The risks of ulnar nerve release surgery will be discussed with you in detail at your pre-admission clinic appointment. Risk factors which can affect a very small percentage of patients include:
- Infection: The risk of infection is increased with open elbow debridement surgery compared to arthroscopic procedures due to it being an open surgery, however infection is very rare. Our theatres use industry standard ultra-high flow air systems which results in highly filtered and very rapid changes in air pressure ensuring the environment is as clean as possible. We also have fixed antibiotic treatment protocols drawn up by microbiologists to help reduce the risk of infection.
- Nerve injury/damage: There is a small risk of nerve injury or damage during elbow surgery as the surgeon is operating so close to the nerves. They know where they are and make every effort to avoid injuring or damaging the nerves but it is important to understand there is a small risk and the damage can be permanent.

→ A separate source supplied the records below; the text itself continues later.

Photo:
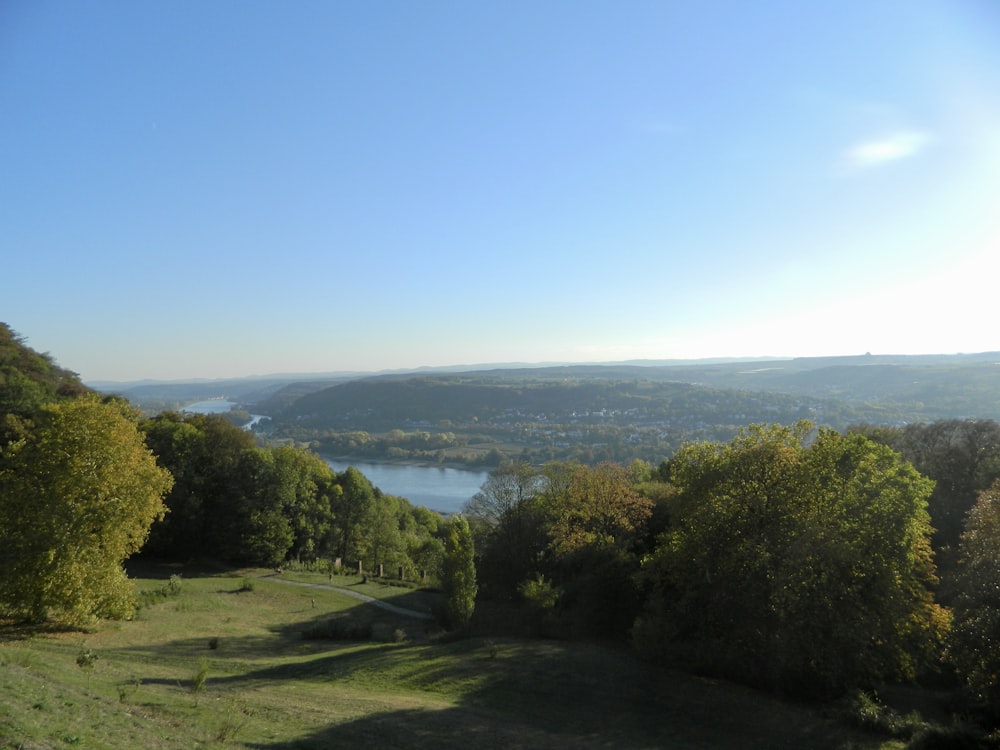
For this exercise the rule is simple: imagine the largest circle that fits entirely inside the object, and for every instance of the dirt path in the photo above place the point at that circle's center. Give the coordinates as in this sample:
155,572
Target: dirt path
357,595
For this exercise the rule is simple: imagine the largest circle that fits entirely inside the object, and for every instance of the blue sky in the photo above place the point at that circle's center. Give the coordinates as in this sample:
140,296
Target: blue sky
215,189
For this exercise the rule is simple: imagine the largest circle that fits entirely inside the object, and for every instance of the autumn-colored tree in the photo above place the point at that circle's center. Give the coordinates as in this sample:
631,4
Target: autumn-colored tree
77,497
796,561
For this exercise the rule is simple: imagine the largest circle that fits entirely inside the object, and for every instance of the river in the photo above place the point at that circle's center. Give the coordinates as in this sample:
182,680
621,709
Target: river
442,489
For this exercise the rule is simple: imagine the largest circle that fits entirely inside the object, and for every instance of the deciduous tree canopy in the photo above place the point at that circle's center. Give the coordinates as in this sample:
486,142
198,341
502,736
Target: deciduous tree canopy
794,566
77,497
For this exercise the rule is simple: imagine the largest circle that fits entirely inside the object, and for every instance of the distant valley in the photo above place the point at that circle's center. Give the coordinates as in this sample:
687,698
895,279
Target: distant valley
590,413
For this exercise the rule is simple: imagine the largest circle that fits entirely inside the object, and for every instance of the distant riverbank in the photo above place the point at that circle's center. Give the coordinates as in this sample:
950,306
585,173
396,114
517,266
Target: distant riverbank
440,488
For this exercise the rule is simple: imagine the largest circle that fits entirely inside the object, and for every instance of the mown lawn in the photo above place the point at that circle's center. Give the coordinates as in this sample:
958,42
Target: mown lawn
266,686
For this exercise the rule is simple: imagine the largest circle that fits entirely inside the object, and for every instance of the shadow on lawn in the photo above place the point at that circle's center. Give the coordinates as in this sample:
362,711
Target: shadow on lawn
315,634
543,694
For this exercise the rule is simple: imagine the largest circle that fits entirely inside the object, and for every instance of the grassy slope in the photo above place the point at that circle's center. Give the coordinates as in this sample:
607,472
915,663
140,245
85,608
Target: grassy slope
269,688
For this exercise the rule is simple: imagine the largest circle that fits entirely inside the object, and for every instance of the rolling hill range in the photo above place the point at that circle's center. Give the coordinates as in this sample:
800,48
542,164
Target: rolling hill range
620,411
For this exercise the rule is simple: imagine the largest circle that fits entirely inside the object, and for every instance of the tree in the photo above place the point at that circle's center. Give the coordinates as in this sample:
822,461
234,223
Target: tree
458,574
77,497
975,639
599,508
510,527
351,508
804,568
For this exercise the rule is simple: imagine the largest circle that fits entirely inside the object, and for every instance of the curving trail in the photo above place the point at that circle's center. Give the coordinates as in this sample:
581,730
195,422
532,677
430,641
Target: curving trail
403,611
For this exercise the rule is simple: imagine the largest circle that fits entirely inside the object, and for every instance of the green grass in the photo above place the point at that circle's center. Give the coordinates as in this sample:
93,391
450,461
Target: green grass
266,687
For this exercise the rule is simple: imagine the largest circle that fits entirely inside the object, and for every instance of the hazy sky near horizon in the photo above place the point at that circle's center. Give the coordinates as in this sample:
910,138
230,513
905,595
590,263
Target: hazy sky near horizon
216,189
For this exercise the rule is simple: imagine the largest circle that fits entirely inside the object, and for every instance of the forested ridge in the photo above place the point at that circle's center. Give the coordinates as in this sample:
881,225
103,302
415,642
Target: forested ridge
794,557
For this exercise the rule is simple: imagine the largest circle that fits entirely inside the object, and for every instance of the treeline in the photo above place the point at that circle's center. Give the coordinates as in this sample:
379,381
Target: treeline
796,559
257,505
86,483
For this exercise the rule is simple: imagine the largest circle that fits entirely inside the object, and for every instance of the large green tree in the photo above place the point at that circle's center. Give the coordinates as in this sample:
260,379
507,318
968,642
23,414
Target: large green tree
77,497
975,638
796,561
458,574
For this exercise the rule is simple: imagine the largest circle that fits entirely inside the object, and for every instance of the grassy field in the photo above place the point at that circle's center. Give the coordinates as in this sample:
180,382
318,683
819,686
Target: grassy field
224,663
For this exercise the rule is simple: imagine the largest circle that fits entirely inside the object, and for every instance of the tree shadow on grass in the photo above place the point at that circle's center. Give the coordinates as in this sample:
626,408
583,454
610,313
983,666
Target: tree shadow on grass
540,694
321,632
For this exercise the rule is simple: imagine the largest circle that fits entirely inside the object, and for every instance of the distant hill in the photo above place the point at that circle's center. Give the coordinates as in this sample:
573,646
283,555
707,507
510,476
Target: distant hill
29,378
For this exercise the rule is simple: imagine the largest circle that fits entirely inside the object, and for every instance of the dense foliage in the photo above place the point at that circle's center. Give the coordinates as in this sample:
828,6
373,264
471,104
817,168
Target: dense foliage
782,555
458,573
975,642
77,497
802,567
254,505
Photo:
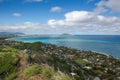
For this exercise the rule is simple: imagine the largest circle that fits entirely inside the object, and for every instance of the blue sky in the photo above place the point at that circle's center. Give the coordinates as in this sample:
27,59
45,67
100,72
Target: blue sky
60,16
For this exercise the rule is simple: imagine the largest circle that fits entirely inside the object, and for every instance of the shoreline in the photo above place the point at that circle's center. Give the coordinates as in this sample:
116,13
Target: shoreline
69,48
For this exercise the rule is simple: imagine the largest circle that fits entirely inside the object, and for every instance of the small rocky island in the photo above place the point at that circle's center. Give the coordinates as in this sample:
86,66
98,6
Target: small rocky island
38,61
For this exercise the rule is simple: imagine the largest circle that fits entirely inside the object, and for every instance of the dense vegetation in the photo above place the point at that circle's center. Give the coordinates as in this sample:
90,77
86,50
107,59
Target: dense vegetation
38,61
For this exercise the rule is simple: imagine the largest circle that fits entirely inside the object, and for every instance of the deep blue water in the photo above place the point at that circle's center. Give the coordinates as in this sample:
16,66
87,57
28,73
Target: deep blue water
108,44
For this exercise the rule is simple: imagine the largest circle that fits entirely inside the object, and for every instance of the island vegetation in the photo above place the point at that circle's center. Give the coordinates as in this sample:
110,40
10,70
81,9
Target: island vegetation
39,61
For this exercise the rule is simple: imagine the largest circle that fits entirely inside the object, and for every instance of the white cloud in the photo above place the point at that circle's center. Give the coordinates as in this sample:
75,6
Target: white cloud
56,9
1,1
86,22
104,5
33,0
16,14
80,22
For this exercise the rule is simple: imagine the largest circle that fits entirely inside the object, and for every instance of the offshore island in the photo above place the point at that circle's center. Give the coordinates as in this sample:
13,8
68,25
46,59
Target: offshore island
39,61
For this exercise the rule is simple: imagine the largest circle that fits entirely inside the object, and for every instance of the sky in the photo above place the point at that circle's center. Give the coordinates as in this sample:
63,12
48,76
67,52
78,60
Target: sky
60,16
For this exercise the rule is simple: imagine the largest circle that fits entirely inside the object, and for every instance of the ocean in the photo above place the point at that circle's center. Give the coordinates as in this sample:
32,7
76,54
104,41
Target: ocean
107,44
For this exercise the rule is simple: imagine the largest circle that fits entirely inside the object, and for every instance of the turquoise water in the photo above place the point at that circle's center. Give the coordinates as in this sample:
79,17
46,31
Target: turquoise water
108,44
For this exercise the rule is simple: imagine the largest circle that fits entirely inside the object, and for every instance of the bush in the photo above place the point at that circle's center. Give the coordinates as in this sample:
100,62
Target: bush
31,71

- Stiffness: there is a risk of stiffness following your elbow surgery.
- Pain: Initially following your ulnar nerve release surgery you will feel some pain. This is a natural part of the healing process. We will help you to manage this with medication and advice. The pain will generally subside with time and recovery.
- Thrombosis/blood clot: There is a small risk of thrombosis or blood clotting following your surgery. In this case you may be given compression sleeves in order to improve circulation and reduce the risk.
- Failure to relieve symptoms: There is a very small chance that the surgery will not relieve cubital tunnel syndrome symptoms.
You should notice an improvement in symptoms within a few weeks but full recovery can take many months. Avoid forced gripping or heavy lifting for 2-3 weeks.
In order to return to driving your hand needs to have full control of the steering wheel and if your left arm was operated on then also the gear stick.
In terms of returning to work it will depend on your work environment. Returning to heavy manual labour should be prevented for approximately 4-6 weeks. Early return to heavy work may cause problems with your recovery. You will be given advice on your own particular situation.
Immediately after your surgery you will be referred for outpatient physiotherapy.
You will follow a regimented physiotherapy programme that will allow you to start to regain movement in your elbow and then strengthen the muscles in order to return to all of your normal activities as follows:
- 0-3 weeks: Surgical site protection, ice, compression, elevation, pain relief, passive and gentle elbow range of movement exercises, maintenance exercises for the wrist and hand.
- 3-6 weeks: Progression to active range of movement exercises, gentle isometric strengthening exercises, gentle gripping and squeezing exercises.
- 6-12 weeks: Continued range of movement and stretching exercises, emphasis on strengthening exercises for the elbow and progressive resistance exercises, function activities including those related to work or leisure activities that you are aiming to return to.